Additional References:

  1. ACA Spinal Manipulation Policy Statement. Updated 2003. Available from: www.acatoday.org/docs/spinal_manipulation_policy.doc
  2. Anderson-Peacock E, Blouin JS, Bryans R, Danis N, Furlan A, Marcoux H, et al. Chiropractic clinical practice guideline: evidence-based treatment of adult neck pain not due to whiplash. JCCA J Can Chiropr Assoc 2005;49(3):158-209.
  3. Dittrich R, et al. Mild mechanical traumas are possible risk factors for cervical artery dissection. Cerebrovasc Dis. 2007;23(4):275-81.
  4. Rubinstein SM, et al. The benefits outweigh the risks for patients undergoing chiropractic care for neck pain: a prospective, multicenter, cohort study. J Manipulative Physiol Ther. 2007 Jul-Aug;30(6):408-18.

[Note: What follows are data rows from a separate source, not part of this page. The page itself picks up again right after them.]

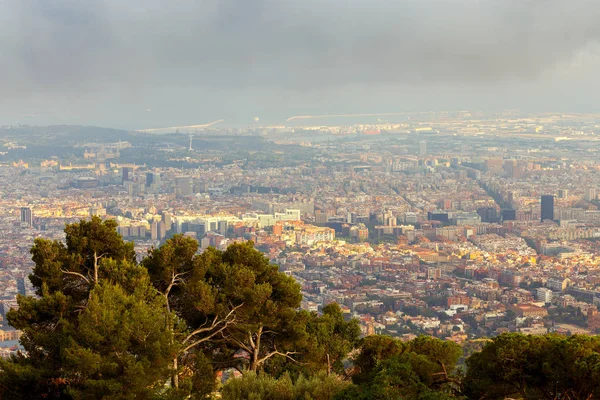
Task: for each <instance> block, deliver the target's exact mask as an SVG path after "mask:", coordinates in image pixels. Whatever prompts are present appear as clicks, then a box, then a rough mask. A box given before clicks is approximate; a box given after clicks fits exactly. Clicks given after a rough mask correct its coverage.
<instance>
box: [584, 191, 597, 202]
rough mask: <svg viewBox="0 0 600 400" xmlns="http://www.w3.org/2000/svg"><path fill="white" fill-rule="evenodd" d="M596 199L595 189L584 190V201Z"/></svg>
mask: <svg viewBox="0 0 600 400" xmlns="http://www.w3.org/2000/svg"><path fill="white" fill-rule="evenodd" d="M596 197H597V193H596V188H587V189H586V190H585V195H584V199H585V201H592V200H596Z"/></svg>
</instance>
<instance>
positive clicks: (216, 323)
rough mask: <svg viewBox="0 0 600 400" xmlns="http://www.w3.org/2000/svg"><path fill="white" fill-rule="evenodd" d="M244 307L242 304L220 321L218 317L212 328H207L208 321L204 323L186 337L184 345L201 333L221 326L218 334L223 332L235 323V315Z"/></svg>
mask: <svg viewBox="0 0 600 400" xmlns="http://www.w3.org/2000/svg"><path fill="white" fill-rule="evenodd" d="M242 305H243V304H240V305H239V306H237V307H234V308H233V309H232V310H231V311H229V312H228V313H227V315H226V316H225V317H224V318H221V319H219V317H218V316H216V317H215V319H214V320H213V321H212V323H211V324H210V326H206V324H208V321H206V322H205V323H203V324H202V325H200V326H199V327H198V328H197V329H196V330H194V331H193V332H191V333H190V334H189V335H188V336H186V338H185V339H183V344H185V343H187V342H188V341H190V340H191V339H192V338H193V337H194V336H196V335H198V334H200V333H204V332H210V331H212V330H213V329H215V328H217V327H219V326H221V327H220V328H219V329H218V330H217V331H216V332H217V333H218V332H223V330H225V328H227V327H228V326H229V325H231V324H232V323H234V322H235V315H234V313H235V312H236V310H237V309H238V308H240V307H241V306H242ZM213 336H214V335H213Z"/></svg>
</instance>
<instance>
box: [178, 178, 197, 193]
mask: <svg viewBox="0 0 600 400" xmlns="http://www.w3.org/2000/svg"><path fill="white" fill-rule="evenodd" d="M175 179H176V185H177V186H176V187H175V193H176V194H177V195H178V196H189V195H190V194H192V188H193V186H192V180H191V178H190V177H189V176H184V175H182V176H178V177H176V178H175Z"/></svg>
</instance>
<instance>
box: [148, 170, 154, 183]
mask: <svg viewBox="0 0 600 400" xmlns="http://www.w3.org/2000/svg"><path fill="white" fill-rule="evenodd" d="M153 183H154V174H153V173H152V172H146V186H148V187H151V186H152V184H153Z"/></svg>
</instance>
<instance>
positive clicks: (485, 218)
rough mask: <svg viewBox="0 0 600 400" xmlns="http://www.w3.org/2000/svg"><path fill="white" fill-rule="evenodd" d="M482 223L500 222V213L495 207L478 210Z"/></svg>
mask: <svg viewBox="0 0 600 400" xmlns="http://www.w3.org/2000/svg"><path fill="white" fill-rule="evenodd" d="M477 214H479V216H480V217H481V222H498V219H499V218H498V211H497V210H496V208H495V207H482V208H478V209H477Z"/></svg>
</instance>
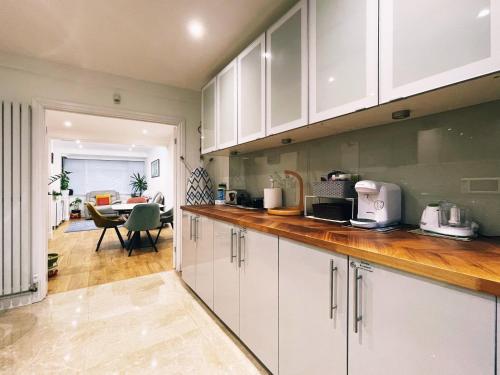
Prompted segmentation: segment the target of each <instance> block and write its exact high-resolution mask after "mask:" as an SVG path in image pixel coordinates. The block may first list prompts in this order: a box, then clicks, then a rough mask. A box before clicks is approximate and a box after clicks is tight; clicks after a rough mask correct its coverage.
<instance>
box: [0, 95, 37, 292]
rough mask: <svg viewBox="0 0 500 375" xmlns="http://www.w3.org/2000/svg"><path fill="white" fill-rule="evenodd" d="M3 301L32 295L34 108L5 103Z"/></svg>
mask: <svg viewBox="0 0 500 375" xmlns="http://www.w3.org/2000/svg"><path fill="white" fill-rule="evenodd" d="M1 110H2V115H1V119H0V125H1V129H0V132H1V134H0V135H1V138H0V140H1V142H0V193H1V197H0V256H1V259H0V298H1V297H7V296H13V295H17V294H21V293H25V292H29V291H32V289H33V287H32V274H33V273H32V250H31V134H32V132H31V123H32V111H31V106H29V105H27V104H20V103H11V102H6V101H3V102H2V108H1Z"/></svg>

  5. Cassidy J et al. Risk of Vertebrobasilar Stroke and Chiropractic Care: Results of a Population-Based Case-Control and Case-Crossover Study. Spine, 2008;33(4S):S176–83.
  6. Haynes MJ. Stroke following cervical manipulation in Perth. Chiropractic J Aust 1994 Mar;24(2):42-6.
  7. Hurwitz EL, Coulter ID, Adams AH, Genovese BJ, Shekelle PG. Use of chiropractic services from 1985 through 1991 in the United States and Canada. Am J Public Health. 1998;88:771-6.